If $\omega + 1 = \omega$, find $\omega$ ($\omega \not= - \infty$ or $\infty$)

Question

If $\omega + 1 = \omega$, find $\omega$ ($\omega \not= - \infty$ or $\infty$). It does not have to be a real number.

My teacher gave us this question just to play around with, and my first guess was there was no value because for any value of $\omega$

$$ \omega + 1 = \omega \\ \omega - \omega + 1 = 0 \\ 1 = 0 $$

and $1 \not= 0$ (I think).

Then I tried to assume that $\omega = \infty$, but unfortunately I can't use that.

So then I tried another way..

$$ \omega +1 = \omega \\ \omega -\omega + 1 =0 \\ \omega(1-1) = -1 \\ \frac{\omega(1-1)}{-1} = 1 \\ -(1-1) = \frac{1}{\omega} \\ \therefore 0 = \frac{1}{\omega} \text{ where 1 has to equal 0..} $$ But this is so wrong, $1$ does not equal $0$. So can anyone find a value (if one exists) for $\omega$ that would satisfy the equation above? Thanks in advance!

Answer 1

I guess the question must be find $\omega$ if $$(\omega+1)^n=\omega^n$$ Because he mentioned that $\omega$ don't have to be real $$(\omega+1)^n=\omega^n$$ $$\omega^n(1+\frac{1}{\omega})^n=\omega^n$$Since $\omega\neq 0$ $$\left(1+\frac{1}{\omega}\right)^n=1$$ $$(z)^n=1$$ $$z=1^{1/n}$$ $$z=\left[\cos(2k\pi)+i\sin(2k\pi)\right]^{1/n}$$ $$z=\cos\left(\frac{2k\pi}{n}\right)+i\sin\left(\frac{2k\pi}{n}\right)$$ $$z=e^{2ki\pi/n}$$ since $z=1+\frac{1}{\omega}$ $$\omega=\frac{1}{z-1}$$

$$\omega=\frac{1}{e^{2ki\pi/n}-1}$$

Answer 2

Most likely your teacher is thinking of $\omega=-\infty$.

Answer 3

If it was $1+\omega=\omega$, then the ordinal $\omega$ could be the answer. Are you sure you did not reverse the sum ?

Answer 4

I do not certain that this 'answer' presents the answer which your teacher wants, since 'infinite cardinals' are some type of infinity.

In the case of finite sets, we can count the number of elements of the set and we can compare the 'size' of two sets. For example, $A=\{25,39,93,1341,9999\}$ and $B=\{h,m,n,r,x\}$ have same number of elements, and in fact, they have 5 elements.
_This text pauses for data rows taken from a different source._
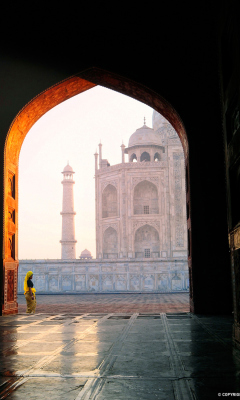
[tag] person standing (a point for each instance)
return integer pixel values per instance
(30, 293)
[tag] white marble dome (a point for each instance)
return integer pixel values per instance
(145, 136)
(68, 168)
(158, 120)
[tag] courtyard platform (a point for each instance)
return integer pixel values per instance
(110, 302)
(121, 355)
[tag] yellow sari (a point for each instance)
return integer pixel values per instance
(26, 288)
(31, 303)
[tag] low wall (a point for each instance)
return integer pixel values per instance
(80, 276)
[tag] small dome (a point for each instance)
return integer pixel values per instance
(86, 254)
(68, 168)
(144, 136)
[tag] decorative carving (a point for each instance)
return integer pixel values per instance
(179, 232)
(104, 184)
(110, 241)
(153, 179)
(113, 225)
(138, 224)
(10, 285)
(109, 202)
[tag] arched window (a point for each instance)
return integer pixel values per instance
(110, 243)
(157, 157)
(145, 156)
(145, 198)
(146, 242)
(109, 202)
(133, 158)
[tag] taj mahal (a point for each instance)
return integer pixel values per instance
(141, 228)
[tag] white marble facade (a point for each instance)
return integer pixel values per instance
(141, 203)
(141, 228)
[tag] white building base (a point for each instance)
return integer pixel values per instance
(81, 276)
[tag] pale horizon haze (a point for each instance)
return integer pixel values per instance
(71, 132)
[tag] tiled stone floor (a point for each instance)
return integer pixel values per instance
(127, 355)
(111, 302)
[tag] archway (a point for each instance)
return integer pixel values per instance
(109, 202)
(145, 198)
(146, 243)
(26, 118)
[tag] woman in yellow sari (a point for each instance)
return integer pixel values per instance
(29, 293)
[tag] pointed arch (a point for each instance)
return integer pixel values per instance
(18, 130)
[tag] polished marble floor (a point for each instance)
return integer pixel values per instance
(172, 356)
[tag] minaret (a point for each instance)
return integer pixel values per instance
(68, 228)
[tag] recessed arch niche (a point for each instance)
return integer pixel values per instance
(146, 242)
(19, 128)
(110, 243)
(109, 202)
(145, 198)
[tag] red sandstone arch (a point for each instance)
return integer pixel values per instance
(19, 128)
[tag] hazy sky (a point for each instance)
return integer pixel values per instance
(70, 132)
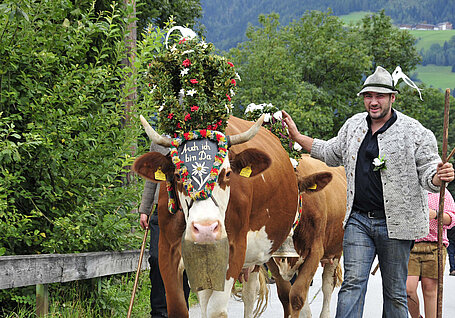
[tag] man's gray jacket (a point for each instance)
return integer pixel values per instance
(411, 154)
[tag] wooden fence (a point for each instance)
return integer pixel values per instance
(43, 269)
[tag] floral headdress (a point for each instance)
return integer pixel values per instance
(191, 87)
(273, 122)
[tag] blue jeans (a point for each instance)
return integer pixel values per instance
(364, 238)
(451, 253)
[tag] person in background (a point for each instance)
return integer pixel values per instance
(148, 204)
(390, 160)
(451, 250)
(423, 261)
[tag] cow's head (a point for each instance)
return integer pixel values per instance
(199, 173)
We can suggest the question naturally - we can compare the size of finite sets, but how to compare the size of infinite sets? We cannot 'count' the number of elements of infinite sets. However, if $A$ and $B$ have same 'size', we can correspond the elements of $A$ to the elements of $B$. For example, in previous example we can correspond the elements of $A$ to $B$ as follows: $$25\mapsto n,\, 39\mapsto h,\, 93\mapsto m,\, 1341\mapsto r\text{ and } 9999\mapsto x$$

It is same for the case of infinite sets - that is, if there is a 1-1 correspondence between $A$ and $B$, we can consider that they have same size. Mathematicians (exactly, set theorists) define a variety of kinds of infinite sizes. For example, we can think the size of the set of natural numbers. We call it aleph-zero and denotes $\aleph_0$, and it is the least infinite cardinal.
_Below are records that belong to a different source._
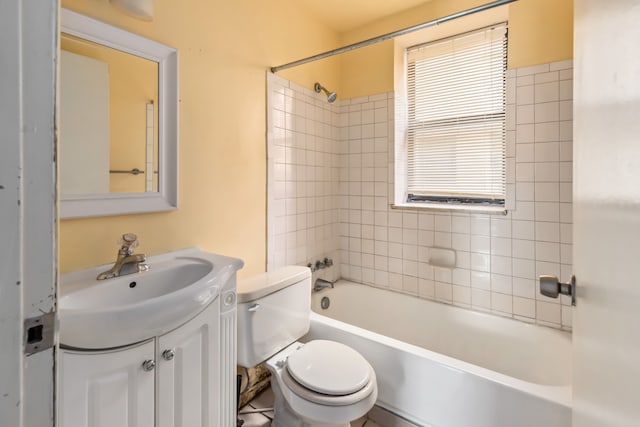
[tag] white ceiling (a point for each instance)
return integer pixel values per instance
(346, 15)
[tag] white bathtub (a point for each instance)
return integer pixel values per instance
(444, 366)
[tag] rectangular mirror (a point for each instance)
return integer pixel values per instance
(118, 121)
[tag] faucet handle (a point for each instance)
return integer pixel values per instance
(129, 242)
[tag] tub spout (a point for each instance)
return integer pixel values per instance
(322, 284)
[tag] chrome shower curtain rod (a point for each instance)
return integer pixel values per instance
(393, 34)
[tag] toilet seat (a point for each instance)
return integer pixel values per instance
(328, 373)
(329, 367)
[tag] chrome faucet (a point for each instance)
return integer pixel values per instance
(322, 284)
(127, 262)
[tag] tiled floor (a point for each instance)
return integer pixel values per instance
(265, 401)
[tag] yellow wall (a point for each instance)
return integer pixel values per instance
(540, 31)
(225, 48)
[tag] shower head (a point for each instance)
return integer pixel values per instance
(331, 96)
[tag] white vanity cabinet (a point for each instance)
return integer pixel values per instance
(179, 379)
(188, 372)
(107, 388)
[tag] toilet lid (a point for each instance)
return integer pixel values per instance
(329, 367)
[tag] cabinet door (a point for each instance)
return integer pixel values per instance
(107, 389)
(189, 373)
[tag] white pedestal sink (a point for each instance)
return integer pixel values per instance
(100, 314)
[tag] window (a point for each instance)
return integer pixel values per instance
(455, 149)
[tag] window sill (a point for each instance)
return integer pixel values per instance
(496, 210)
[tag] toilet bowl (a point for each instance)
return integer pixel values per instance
(323, 383)
(316, 384)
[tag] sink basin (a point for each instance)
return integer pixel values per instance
(99, 314)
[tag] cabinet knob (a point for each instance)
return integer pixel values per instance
(168, 354)
(148, 365)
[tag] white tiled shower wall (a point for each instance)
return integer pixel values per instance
(302, 177)
(498, 257)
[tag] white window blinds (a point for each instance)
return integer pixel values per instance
(456, 119)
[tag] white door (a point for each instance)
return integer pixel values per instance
(27, 210)
(189, 380)
(606, 325)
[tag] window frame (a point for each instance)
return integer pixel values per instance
(400, 184)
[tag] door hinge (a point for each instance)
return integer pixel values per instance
(38, 333)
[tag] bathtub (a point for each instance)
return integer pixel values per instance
(440, 365)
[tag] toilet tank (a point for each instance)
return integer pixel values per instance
(273, 312)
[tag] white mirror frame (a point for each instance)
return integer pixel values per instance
(88, 205)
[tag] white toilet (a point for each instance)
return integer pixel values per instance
(317, 384)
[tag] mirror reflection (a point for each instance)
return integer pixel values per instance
(108, 120)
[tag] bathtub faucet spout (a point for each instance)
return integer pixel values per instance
(322, 284)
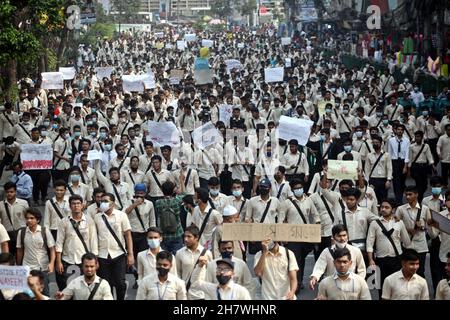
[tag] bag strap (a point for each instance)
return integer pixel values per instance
(299, 211)
(55, 207)
(375, 164)
(77, 231)
(117, 195)
(204, 223)
(325, 202)
(389, 236)
(265, 211)
(188, 283)
(418, 155)
(94, 290)
(113, 234)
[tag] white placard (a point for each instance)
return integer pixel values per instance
(163, 133)
(36, 156)
(233, 64)
(207, 43)
(104, 72)
(68, 72)
(286, 41)
(292, 128)
(94, 155)
(225, 113)
(274, 74)
(206, 135)
(190, 37)
(181, 45)
(14, 277)
(52, 80)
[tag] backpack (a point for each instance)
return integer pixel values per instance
(168, 220)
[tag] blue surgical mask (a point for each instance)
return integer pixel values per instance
(153, 243)
(436, 190)
(298, 192)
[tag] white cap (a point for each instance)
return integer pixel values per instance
(229, 210)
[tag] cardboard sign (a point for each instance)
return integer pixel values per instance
(52, 80)
(342, 169)
(292, 128)
(14, 277)
(275, 231)
(274, 74)
(36, 156)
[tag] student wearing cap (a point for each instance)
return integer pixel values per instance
(226, 289)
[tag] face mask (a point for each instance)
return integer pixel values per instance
(153, 243)
(214, 192)
(436, 190)
(226, 254)
(237, 193)
(162, 271)
(223, 279)
(298, 192)
(104, 206)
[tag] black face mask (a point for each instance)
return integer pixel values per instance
(162, 271)
(222, 279)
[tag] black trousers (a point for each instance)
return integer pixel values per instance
(379, 185)
(387, 265)
(300, 250)
(41, 180)
(113, 271)
(419, 172)
(398, 179)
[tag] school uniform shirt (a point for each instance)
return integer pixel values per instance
(147, 213)
(408, 215)
(51, 217)
(290, 214)
(35, 254)
(377, 239)
(256, 207)
(383, 168)
(146, 264)
(324, 265)
(275, 279)
(443, 290)
(396, 287)
(162, 176)
(17, 213)
(151, 288)
(186, 260)
(190, 182)
(78, 289)
(214, 220)
(352, 288)
(69, 244)
(107, 245)
(443, 148)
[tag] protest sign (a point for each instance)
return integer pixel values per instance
(163, 133)
(342, 169)
(292, 128)
(14, 277)
(225, 113)
(52, 80)
(275, 231)
(36, 156)
(94, 155)
(206, 135)
(273, 74)
(68, 72)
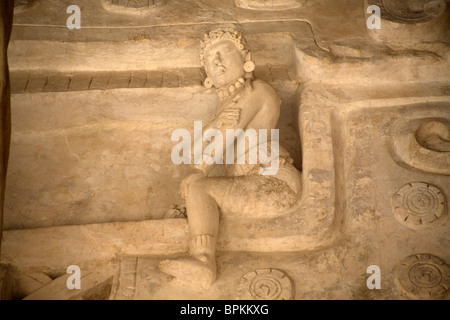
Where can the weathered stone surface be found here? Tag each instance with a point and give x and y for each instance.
(6, 282)
(6, 17)
(365, 115)
(94, 286)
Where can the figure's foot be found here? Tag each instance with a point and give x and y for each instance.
(194, 270)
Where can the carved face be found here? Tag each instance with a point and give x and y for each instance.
(224, 63)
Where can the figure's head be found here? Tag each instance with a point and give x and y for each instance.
(223, 54)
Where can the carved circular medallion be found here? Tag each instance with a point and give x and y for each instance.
(419, 205)
(424, 276)
(265, 284)
(410, 11)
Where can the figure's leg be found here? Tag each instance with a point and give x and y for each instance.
(203, 219)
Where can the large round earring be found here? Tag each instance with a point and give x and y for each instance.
(249, 66)
(208, 83)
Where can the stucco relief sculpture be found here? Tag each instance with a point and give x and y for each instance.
(422, 143)
(242, 190)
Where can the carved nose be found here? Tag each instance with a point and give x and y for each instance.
(217, 59)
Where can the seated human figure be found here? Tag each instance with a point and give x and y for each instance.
(243, 190)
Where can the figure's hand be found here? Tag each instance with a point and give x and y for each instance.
(187, 181)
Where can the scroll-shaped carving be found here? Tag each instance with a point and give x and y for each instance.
(422, 144)
(424, 276)
(410, 11)
(131, 6)
(269, 4)
(265, 284)
(434, 135)
(419, 205)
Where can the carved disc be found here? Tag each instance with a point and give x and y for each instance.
(419, 205)
(424, 276)
(265, 284)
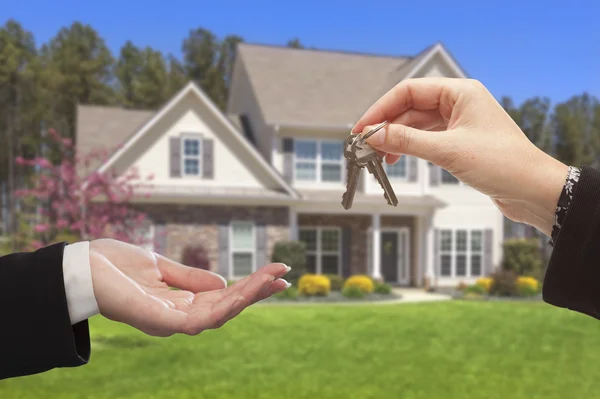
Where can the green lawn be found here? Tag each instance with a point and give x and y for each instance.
(436, 350)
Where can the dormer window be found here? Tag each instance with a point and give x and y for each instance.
(191, 156)
(318, 160)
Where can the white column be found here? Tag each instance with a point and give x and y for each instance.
(376, 231)
(424, 176)
(429, 259)
(293, 223)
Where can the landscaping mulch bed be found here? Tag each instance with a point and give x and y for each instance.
(334, 297)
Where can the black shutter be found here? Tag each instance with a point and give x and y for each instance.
(175, 156)
(208, 159)
(288, 159)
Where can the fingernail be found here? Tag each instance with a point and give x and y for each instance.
(287, 284)
(379, 137)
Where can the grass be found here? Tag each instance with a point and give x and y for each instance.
(438, 350)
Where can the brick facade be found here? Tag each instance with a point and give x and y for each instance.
(198, 224)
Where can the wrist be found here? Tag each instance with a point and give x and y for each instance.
(547, 181)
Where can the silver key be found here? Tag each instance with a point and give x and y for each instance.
(367, 156)
(353, 170)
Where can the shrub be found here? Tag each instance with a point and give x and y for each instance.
(528, 286)
(290, 293)
(523, 257)
(361, 281)
(382, 288)
(353, 291)
(195, 256)
(504, 283)
(475, 289)
(461, 286)
(337, 282)
(485, 283)
(292, 254)
(314, 284)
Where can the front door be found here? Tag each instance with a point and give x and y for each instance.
(394, 256)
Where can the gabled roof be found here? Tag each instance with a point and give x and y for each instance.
(149, 119)
(323, 88)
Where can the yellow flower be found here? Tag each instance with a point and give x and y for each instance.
(485, 282)
(364, 283)
(314, 284)
(528, 282)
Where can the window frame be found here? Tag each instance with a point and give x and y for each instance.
(468, 252)
(318, 161)
(318, 252)
(195, 137)
(233, 251)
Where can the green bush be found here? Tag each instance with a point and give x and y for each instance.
(523, 257)
(353, 292)
(293, 254)
(382, 288)
(475, 289)
(290, 293)
(504, 283)
(337, 282)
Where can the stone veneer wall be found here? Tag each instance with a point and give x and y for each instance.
(198, 224)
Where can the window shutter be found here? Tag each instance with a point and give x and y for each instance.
(224, 250)
(346, 247)
(436, 253)
(488, 245)
(208, 159)
(288, 159)
(261, 245)
(175, 156)
(435, 175)
(413, 168)
(160, 239)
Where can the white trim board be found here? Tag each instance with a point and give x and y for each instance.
(437, 49)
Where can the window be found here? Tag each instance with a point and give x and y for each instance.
(242, 248)
(322, 249)
(397, 170)
(448, 178)
(461, 253)
(191, 156)
(319, 160)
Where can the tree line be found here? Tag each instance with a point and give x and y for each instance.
(41, 84)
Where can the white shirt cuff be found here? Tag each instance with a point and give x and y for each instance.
(78, 282)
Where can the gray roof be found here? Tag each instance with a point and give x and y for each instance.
(314, 87)
(106, 128)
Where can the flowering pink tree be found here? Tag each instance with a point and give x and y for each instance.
(85, 205)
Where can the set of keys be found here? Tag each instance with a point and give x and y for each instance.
(360, 154)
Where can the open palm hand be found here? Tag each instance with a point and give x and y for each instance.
(132, 286)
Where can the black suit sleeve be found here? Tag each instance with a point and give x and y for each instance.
(36, 334)
(572, 279)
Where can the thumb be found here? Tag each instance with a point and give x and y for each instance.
(404, 140)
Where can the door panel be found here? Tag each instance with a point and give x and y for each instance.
(389, 256)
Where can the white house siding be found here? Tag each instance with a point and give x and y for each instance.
(230, 166)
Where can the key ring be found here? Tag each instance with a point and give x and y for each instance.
(369, 133)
In the case of finite numbers, we can think the sum of sizes. For example, we can think $4+4$ and we know that it is equal to 8. Like the finite numbers, we can also think and define the sum of infinite cardinals. How to define it? At first, we consider the finite case. If $A$ and $B$ are disjoint, (that is every element of $A$ is not an element of $B$) then $|A\cup B|=|A|+|B|$. We can define the addition of infinite sizes similarly. Even if $A$ and $B$ are not disjoint, we can make it disjoint. (For example, we can consider the set $\{(a,0):a\in A\}$ and $\{(b,1):b\in B\}$ instead of $A$ and $B$.) From above discussion, we can define $\aleph_0+1$ and especially, we can get $\aleph_0+1=\aleph_0$.